As noted by a blog reader last week, retail investors are throwing caution to the winds.
Unwilling, or unable, to adjust their lifestyles to cope with lower interest rates on government bonds, they have rushed to instead buy higher-yielding ‘junk bonds’.
These are less than normal ‘investment’ grade, and offer increased yield in exchange for higher risk of default.
Clearly, however, investors are focused on the yield, not the risk. The Wall Street Journal notes:
• Junk bond sales to date are up 80% versus 2009, at $155bn
• This week saw $15.4bn sold, an all-time record
Meanwhile, overall US economic conditions continue to disappoint.

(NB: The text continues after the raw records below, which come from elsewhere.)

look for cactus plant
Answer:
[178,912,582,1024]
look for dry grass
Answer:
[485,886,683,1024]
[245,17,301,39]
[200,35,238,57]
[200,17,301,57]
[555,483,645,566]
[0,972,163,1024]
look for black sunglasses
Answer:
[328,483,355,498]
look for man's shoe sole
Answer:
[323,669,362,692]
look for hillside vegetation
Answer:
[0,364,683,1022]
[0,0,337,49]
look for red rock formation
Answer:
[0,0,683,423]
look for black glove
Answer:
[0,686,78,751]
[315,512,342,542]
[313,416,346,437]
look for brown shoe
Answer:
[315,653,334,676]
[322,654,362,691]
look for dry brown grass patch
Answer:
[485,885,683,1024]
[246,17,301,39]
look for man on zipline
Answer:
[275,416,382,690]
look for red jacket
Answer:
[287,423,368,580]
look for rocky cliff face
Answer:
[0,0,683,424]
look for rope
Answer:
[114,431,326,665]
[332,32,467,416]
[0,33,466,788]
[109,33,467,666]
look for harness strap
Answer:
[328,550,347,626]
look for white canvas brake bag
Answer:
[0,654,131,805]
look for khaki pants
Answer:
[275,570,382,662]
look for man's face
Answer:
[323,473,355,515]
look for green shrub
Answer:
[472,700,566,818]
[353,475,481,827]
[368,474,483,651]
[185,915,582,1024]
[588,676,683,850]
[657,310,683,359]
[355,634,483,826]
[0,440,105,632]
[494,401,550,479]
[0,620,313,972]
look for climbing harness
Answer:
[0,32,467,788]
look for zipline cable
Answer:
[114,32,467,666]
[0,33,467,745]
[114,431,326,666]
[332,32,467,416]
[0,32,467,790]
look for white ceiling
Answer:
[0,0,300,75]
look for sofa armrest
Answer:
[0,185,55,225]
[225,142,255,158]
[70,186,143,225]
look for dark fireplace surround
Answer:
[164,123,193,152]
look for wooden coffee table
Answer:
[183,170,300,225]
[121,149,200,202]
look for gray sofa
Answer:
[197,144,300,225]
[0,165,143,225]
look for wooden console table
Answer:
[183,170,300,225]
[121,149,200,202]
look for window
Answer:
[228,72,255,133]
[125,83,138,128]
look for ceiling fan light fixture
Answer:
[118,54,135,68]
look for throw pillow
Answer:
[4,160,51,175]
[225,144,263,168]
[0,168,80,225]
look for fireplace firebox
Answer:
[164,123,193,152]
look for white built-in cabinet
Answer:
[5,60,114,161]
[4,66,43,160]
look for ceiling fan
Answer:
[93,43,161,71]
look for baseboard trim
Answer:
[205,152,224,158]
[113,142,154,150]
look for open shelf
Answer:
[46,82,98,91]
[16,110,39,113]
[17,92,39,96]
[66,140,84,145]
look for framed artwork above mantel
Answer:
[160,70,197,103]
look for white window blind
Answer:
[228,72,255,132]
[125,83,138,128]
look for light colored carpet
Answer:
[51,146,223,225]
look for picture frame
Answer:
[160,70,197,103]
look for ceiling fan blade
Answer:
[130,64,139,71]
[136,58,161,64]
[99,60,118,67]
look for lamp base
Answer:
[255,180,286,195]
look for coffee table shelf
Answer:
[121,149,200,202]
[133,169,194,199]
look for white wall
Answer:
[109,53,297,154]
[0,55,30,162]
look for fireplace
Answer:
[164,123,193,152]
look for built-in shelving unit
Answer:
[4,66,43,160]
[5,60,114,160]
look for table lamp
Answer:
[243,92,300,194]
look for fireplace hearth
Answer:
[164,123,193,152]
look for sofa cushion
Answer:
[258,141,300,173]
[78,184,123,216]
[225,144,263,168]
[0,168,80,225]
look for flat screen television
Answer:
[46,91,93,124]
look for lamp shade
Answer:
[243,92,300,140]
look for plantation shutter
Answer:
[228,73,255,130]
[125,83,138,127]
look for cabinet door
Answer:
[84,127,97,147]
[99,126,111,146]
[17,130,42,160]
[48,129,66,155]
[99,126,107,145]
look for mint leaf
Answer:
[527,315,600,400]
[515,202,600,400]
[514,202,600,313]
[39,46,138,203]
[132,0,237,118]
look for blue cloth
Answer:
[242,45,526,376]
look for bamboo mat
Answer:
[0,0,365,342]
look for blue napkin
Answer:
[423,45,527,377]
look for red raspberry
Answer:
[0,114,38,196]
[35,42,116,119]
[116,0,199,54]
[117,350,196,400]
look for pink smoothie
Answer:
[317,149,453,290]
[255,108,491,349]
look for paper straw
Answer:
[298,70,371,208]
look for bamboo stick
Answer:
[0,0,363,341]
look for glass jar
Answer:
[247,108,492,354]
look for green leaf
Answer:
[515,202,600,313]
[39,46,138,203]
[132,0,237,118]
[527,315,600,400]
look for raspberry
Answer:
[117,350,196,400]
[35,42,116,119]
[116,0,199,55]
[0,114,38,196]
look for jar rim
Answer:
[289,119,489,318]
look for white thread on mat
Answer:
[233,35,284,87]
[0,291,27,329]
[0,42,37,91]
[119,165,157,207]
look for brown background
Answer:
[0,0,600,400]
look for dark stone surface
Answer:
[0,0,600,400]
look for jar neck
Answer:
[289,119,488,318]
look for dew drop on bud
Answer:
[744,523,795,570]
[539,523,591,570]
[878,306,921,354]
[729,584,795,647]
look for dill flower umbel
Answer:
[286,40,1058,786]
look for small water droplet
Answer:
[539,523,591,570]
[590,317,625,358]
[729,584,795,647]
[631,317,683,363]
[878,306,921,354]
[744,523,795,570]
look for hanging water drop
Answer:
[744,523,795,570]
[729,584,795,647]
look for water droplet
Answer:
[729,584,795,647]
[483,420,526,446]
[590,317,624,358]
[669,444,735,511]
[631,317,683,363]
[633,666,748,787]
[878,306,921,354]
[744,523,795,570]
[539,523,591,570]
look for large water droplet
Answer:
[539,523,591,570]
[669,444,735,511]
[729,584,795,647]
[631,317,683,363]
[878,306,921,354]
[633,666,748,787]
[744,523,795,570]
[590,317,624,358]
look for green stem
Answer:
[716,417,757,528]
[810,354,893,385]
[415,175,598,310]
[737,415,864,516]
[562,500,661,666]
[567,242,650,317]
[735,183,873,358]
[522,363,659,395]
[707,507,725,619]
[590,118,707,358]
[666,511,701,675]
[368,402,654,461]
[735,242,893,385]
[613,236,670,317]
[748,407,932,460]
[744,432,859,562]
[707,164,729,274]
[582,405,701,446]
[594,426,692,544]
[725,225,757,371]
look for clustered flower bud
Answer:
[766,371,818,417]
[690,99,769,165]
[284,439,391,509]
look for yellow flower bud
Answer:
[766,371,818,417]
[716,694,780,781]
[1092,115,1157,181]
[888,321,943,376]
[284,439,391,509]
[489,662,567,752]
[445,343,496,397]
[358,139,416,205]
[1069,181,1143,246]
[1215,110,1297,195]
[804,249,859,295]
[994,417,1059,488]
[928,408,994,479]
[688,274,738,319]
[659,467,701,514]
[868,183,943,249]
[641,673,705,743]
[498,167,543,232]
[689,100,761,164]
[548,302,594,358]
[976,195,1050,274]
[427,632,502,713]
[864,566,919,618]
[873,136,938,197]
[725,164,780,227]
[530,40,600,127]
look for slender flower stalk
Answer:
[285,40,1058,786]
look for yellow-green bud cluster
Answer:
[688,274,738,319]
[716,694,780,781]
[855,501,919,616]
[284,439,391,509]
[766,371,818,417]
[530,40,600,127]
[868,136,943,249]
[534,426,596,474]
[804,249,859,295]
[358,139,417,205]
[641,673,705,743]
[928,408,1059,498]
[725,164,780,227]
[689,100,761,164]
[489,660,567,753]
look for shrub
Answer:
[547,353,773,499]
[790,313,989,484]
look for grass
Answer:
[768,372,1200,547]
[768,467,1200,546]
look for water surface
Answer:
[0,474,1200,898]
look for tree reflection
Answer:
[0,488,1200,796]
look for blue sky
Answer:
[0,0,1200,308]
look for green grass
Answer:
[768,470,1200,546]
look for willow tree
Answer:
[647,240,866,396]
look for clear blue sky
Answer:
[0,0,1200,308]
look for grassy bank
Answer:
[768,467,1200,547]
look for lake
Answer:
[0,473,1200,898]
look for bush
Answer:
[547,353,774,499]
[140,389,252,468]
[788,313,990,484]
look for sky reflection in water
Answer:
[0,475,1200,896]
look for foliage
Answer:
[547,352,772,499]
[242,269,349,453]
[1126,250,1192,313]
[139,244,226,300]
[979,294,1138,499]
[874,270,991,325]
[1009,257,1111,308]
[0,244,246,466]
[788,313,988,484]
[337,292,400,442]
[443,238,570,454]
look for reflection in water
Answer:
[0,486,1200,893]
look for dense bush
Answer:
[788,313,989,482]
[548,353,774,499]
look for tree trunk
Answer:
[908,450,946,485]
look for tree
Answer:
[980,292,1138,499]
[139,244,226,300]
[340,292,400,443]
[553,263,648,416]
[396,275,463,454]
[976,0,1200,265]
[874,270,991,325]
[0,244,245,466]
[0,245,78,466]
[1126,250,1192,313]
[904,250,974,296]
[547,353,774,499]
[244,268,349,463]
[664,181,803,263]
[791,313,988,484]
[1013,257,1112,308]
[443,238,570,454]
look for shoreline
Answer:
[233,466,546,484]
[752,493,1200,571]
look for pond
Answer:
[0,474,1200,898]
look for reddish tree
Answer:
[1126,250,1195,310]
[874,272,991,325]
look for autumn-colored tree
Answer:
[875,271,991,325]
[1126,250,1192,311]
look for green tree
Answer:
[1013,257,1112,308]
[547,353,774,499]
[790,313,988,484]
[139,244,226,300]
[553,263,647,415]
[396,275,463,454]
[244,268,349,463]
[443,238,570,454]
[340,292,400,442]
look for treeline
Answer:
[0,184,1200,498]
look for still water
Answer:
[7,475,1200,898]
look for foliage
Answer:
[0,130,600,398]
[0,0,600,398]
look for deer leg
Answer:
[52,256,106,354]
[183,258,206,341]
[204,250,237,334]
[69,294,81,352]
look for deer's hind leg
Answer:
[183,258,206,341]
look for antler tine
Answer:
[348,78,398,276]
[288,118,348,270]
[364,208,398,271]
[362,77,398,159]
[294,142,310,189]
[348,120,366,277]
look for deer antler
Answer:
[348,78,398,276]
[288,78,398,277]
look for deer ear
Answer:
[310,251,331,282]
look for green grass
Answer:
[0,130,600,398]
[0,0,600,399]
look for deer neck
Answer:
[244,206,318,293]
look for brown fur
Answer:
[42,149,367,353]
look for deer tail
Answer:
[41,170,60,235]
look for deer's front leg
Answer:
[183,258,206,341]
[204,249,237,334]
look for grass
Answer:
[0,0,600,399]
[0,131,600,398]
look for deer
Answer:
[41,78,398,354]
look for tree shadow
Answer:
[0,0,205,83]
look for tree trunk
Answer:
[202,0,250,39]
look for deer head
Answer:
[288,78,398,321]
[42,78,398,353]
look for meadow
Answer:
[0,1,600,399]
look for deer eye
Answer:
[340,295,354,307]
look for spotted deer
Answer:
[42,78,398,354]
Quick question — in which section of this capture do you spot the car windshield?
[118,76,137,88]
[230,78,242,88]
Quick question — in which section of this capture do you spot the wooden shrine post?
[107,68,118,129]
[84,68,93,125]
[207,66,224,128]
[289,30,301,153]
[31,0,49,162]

The latest trade figures prompted many economists to reduce Q2 GDP estimates still further. First estimated at only 2.4%, very low for the middle of a supposed recovery period, some are now suggesting it could have fallen below 2%.
GDP in export-led countries such as China and Germany has soared in H1. But this growth will be cut short in H2, if the US economy is indeed sliding back towards recession. After 2009’s downturn, the US’s share of global GDP has risen to 25%, according to latest World Bank figures.
Junk bond investors may be partying for the moment. But when even the Chairman of the US Federal Reserve describes the outlook as being “unusually uncertain“, the blog maintains its preference for strategies that prioritise return of capital versus return on capital.